Elle essaya d’échapper à certaines évocations aussi fugaces qu’embrouillées où deux corps dénudés s’entrelaçaient, mais le claquement régulier des sabots de Roumi cadençait ces rêveries qu’elle jugeait honteuses. Il suffisait que cette fille un peu trop charnelle se vautre sur le divan pour qu’elle s’encombre malgré elle de pensées déplacées. Elle finit par sauter en marche pour prendre la bride de Roumi qui hennit doucement de satisfaction. Il appuya son chanfrein contre sa joue et elle lui parla pour dissiper son malaise.

— Mais où êtes-vous donc ? Ce cheval marche tout seul ?

Sonia se risqua au-dehors et la découvrit à côté de Roumi.

— Ah, bon ! Mais pourquoi ne restez-vous pas sur votre siège de conductrice ? Il n’a pas besoin de votre aide ce canasson.

— Je le soulage, répliqua sèchement Zélie.

Sonia eut un rire canaille, déplaisant :

— Vous ne devriez pas dire ainsi.

— Comment voulez-vous que je dise ? Aujourd’hui il a un peu plus de poids à tirer.

— Dites que je suis énorme, se fâcha Sonia.

Puis elle recommença à rire en répétant « je le soulage, je le soulage ».

— Si vous saviez ce que ça signifie vous éviteriez de le dire.
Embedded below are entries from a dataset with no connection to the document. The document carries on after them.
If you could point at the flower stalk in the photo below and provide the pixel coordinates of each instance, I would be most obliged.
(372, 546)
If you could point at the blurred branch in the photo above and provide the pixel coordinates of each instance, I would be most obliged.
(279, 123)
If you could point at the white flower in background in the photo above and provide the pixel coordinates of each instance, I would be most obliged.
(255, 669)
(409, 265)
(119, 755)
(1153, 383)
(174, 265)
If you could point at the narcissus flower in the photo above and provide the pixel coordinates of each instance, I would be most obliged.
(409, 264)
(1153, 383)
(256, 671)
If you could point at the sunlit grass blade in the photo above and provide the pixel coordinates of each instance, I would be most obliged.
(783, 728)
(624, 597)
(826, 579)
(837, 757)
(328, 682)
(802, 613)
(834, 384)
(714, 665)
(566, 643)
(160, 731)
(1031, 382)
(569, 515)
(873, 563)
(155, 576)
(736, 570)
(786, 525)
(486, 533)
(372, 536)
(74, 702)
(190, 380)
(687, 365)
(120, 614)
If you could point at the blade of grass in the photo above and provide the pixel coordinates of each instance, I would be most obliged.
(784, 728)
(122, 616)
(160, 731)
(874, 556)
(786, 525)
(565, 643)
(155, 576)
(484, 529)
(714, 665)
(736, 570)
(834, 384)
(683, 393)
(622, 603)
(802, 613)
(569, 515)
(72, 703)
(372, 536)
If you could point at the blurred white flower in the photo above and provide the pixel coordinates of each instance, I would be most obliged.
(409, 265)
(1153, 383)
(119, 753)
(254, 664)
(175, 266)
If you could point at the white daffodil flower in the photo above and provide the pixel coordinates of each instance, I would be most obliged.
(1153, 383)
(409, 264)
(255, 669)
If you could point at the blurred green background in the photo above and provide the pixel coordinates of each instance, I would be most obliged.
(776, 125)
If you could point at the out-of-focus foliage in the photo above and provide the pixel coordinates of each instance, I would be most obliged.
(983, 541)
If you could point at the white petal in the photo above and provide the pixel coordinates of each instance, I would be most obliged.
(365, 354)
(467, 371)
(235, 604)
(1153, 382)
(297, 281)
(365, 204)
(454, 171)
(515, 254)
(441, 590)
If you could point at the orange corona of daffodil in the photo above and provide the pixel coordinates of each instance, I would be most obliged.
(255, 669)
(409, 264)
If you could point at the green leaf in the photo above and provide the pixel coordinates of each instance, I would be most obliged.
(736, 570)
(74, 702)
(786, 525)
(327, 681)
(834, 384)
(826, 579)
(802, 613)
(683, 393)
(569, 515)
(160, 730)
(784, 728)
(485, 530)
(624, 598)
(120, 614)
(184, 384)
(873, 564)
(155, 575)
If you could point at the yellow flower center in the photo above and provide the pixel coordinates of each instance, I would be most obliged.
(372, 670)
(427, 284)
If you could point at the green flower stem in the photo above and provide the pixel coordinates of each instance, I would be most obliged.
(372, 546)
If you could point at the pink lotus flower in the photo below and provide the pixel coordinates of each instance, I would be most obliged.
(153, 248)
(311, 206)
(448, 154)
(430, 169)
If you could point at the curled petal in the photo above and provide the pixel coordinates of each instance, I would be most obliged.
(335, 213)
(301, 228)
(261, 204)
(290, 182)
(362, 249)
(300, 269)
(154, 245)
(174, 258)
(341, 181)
— Faut-il toujours que vous trouviez un double sens détestable aux paroles les plus usuelles ? Ici personne ne cultive ce goût douteux et nul ne se choquerait que je m’exprime ainsi.

— Bon ça va, si vous voulez être ridicule à votre aise, mais je suis sûre que les bonshommes, même les bouseux de par ici doivent bien rigoler sous cape à vous entendre.
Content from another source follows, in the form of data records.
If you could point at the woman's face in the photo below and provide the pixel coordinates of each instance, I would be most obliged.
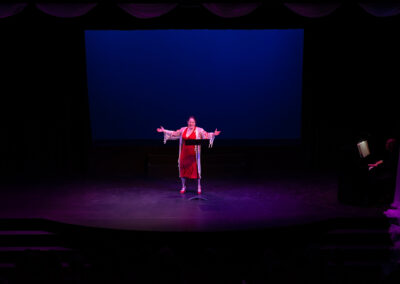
(191, 123)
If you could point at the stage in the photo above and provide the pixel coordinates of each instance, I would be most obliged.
(144, 204)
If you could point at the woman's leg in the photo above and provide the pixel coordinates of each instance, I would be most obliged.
(198, 186)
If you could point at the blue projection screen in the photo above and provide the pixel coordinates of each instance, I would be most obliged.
(247, 83)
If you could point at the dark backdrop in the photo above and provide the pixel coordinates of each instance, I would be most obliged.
(350, 74)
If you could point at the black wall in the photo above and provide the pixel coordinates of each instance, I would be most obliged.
(350, 83)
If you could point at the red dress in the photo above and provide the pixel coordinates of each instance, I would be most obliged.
(187, 162)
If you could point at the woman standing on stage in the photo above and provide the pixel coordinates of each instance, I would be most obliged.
(189, 155)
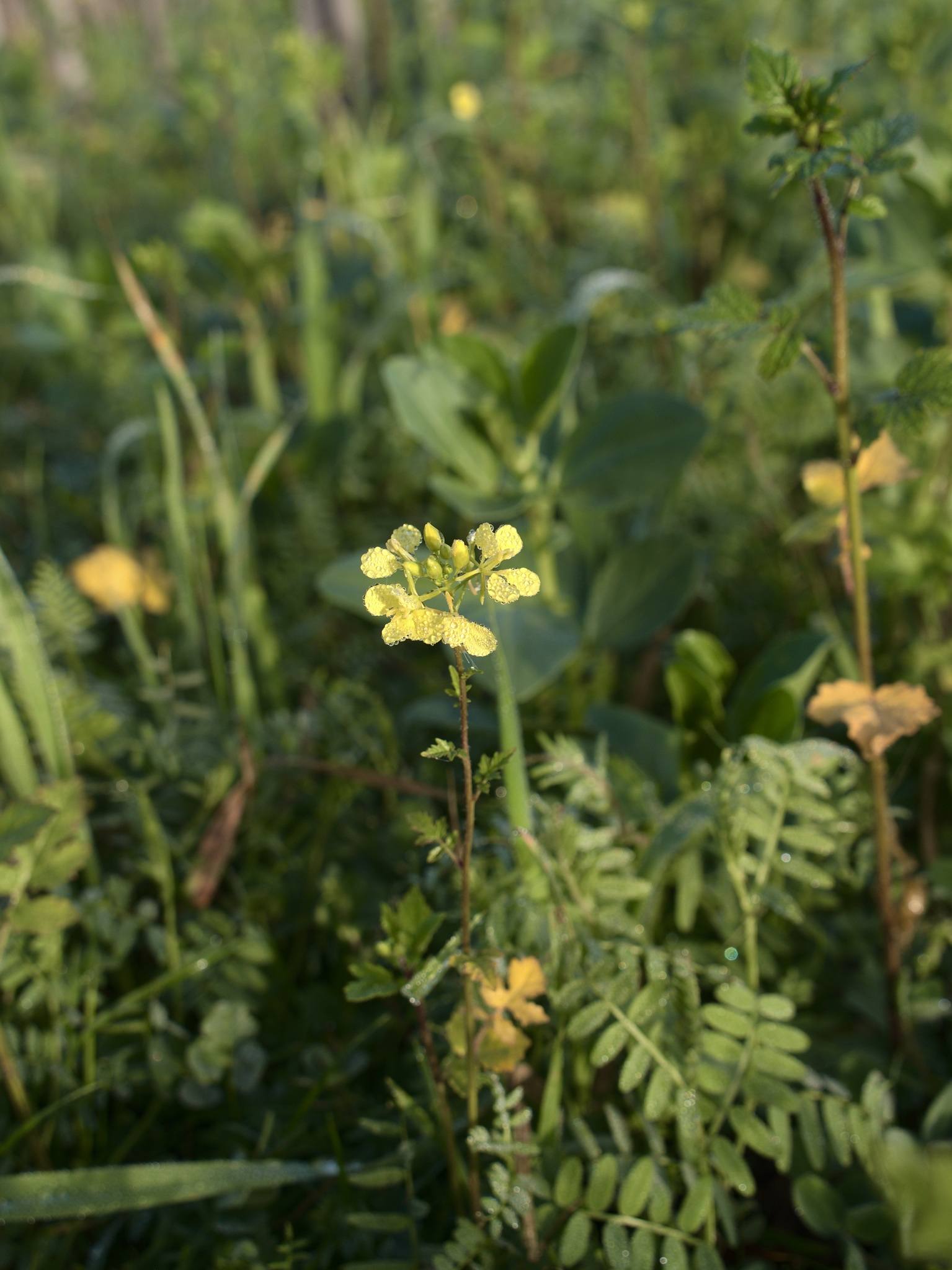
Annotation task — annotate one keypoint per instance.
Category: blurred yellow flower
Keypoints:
(115, 579)
(465, 102)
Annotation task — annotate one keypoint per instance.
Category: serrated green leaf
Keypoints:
(615, 1241)
(636, 1188)
(834, 1118)
(588, 1019)
(567, 1184)
(782, 1037)
(775, 1062)
(608, 1046)
(811, 1133)
(603, 1179)
(576, 1238)
(730, 1021)
(738, 997)
(674, 1254)
(776, 1008)
(819, 1206)
(780, 353)
(634, 1068)
(658, 1095)
(43, 916)
(752, 1130)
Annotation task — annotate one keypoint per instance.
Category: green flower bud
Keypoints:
(461, 556)
(432, 536)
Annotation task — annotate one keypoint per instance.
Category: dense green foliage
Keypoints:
(258, 309)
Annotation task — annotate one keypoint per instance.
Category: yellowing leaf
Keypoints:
(881, 464)
(465, 102)
(502, 1046)
(408, 538)
(388, 600)
(823, 482)
(526, 981)
(115, 579)
(874, 719)
(378, 563)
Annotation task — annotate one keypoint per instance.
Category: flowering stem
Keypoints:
(473, 1106)
(834, 241)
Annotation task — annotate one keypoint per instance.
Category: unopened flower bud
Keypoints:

Certainement rouge sur tout le corps Zélie ne répondit pas, continua de marcher aux côtés de Roumi, qui paraissait ne pas apprécier le ton aigu de la voix étrangère l’assaillant sans qu’il en voie la propriétaire. Il n’avait pas dû aimer également d’être traité de canasson. Ce n’était pas un animal ordinaire et avec Jean et elle-même il avait mémorisé un certain nombre de mots.
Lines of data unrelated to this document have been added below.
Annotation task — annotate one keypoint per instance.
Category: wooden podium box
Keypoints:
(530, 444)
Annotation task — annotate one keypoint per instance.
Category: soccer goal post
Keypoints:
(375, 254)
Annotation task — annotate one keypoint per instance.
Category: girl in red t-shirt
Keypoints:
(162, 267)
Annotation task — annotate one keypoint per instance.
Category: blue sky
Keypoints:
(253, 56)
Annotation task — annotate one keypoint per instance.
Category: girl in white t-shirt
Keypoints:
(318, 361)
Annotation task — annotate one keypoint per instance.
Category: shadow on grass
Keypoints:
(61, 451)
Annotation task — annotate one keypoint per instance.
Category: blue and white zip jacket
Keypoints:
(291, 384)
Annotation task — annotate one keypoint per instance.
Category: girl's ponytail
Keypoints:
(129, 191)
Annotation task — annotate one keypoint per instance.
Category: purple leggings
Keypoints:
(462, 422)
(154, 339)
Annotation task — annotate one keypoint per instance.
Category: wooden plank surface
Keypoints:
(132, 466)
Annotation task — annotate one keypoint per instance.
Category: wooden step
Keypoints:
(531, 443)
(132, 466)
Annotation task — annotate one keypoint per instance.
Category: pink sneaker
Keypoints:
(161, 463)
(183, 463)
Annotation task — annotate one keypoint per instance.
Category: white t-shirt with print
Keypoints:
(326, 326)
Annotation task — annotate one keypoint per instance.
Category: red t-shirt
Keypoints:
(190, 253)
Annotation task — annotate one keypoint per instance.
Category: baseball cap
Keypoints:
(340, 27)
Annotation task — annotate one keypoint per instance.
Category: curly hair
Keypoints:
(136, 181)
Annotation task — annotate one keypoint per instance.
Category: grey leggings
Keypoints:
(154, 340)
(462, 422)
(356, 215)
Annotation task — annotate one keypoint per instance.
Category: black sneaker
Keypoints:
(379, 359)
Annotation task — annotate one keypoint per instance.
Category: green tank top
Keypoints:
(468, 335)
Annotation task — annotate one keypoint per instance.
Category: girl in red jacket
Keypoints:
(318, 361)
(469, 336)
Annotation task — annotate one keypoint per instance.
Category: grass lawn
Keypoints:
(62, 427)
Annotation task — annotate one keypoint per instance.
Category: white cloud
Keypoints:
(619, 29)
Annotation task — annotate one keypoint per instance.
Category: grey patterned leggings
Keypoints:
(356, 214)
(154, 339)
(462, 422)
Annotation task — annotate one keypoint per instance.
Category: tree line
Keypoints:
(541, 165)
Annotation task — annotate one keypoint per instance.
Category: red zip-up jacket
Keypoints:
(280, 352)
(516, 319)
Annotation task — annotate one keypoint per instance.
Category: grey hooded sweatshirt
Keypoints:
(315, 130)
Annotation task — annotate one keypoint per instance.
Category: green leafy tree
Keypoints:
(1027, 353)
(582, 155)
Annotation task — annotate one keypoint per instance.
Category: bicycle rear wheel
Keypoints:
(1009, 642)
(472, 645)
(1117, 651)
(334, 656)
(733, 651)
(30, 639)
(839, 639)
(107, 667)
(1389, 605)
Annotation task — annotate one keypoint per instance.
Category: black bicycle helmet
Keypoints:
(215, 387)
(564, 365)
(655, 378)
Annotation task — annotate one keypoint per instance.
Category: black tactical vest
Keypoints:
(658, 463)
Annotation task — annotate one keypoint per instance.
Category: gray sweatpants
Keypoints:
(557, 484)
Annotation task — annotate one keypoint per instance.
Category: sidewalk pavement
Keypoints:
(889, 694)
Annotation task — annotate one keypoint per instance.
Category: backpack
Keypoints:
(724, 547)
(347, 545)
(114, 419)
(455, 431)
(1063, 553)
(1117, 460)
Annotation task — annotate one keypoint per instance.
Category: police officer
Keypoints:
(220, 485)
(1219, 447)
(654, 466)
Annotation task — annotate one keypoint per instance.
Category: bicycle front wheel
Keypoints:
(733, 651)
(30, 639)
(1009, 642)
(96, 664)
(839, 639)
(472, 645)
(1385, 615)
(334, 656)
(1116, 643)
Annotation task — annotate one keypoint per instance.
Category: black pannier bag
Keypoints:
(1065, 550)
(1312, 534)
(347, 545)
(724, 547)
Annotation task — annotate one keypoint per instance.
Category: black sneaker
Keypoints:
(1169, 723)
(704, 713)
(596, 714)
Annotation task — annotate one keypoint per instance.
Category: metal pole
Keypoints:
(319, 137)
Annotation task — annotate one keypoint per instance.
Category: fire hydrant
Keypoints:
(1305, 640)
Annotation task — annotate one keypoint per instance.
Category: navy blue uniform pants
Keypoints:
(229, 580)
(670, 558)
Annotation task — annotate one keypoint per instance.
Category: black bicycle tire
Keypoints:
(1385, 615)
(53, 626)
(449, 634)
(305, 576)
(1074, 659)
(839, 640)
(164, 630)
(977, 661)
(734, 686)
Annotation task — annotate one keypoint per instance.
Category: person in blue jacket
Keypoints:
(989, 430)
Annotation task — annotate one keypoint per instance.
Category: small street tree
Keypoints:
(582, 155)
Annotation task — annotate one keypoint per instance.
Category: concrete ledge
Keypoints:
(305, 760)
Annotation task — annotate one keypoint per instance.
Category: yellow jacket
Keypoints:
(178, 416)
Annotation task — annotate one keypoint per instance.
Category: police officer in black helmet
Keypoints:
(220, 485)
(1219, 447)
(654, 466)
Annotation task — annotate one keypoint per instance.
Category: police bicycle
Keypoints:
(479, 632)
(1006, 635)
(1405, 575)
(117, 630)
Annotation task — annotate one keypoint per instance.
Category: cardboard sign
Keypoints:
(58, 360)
— C’est la bonniche qui m’a dit que vous aviez dîné avec le capitaine ? Il vous a fait des propositions ? Méfiez-vous car lui il sait vous enrober et vous faire de belles promesses. Excusez-moi pour hier au soir, j’étais un peu partie et furieuse que Savane vous ait invitée. Qui c’est le joli garçon qui venait aussi se coucher derrière vous ? Je ne l’ai jamais vu.

Zélie ne répondit pas.

— Bon vous faites la tête et je l’ai peut-être mérité, mais on va continuer comme ça toute la journée ? Quand allez-vous me photographier ?

— Dans un instant. Nous irons dans un endroit discret. Et j’attends que le soleil se dégage de ces brumes.

Elle se souvenait de ce que lui avait dit la jeune femme la veille en fin d’après-midi, avant qu’elle ne descende rejoindre le capitaine.

— Quelles tournées faisiez-vous autrefois ? Vous m’avez bien parlé de tournées ?

— J’ai dit ça moi ? Vous avez mal entendu.

— Pas du tout. Mon mari et moi disions ainsi, que nous faisions nos tournées de printemps et celles d’automne. Les marchands forains font aussi des tournées, les troupes de théâtre, les bateleurs, des tas de gens font des tournées y compris les ramoneurs. L’étameur de Leucate par exemple.

Ce silence dissimulait-il quelque chose de honteux, d’inavouable ? Zélie avait entendu dire que des filles légères se lançaient ainsi dans les campagnes avec des voitures aménagées pour attirer les hommes et leur argent. Mais on n’en avait jamais vu dans les Corbières.

— Je vendais des tissus, déclara la jeune femme, depuis le fourgon, avec un ami.

Zélie eut l’impression qu’elle mentait et qu’elle regrettait d’avoir parlé de tournées, ce qui la rendait encore plus soupçonneuse. Sonia Derek lui paraissait être du genre à mener une vie crapuleuse.

— Nous allons nous arrêter là-bas dans cette ancienne carrière. Préparez-vous pour la photographie.

— Pourquoi ? Vous me trouvez laide ? C’est vrai que j’ai un peu la gueule de bois comme si j’avais fait la noce toute la nuit mais c’est pas le cas.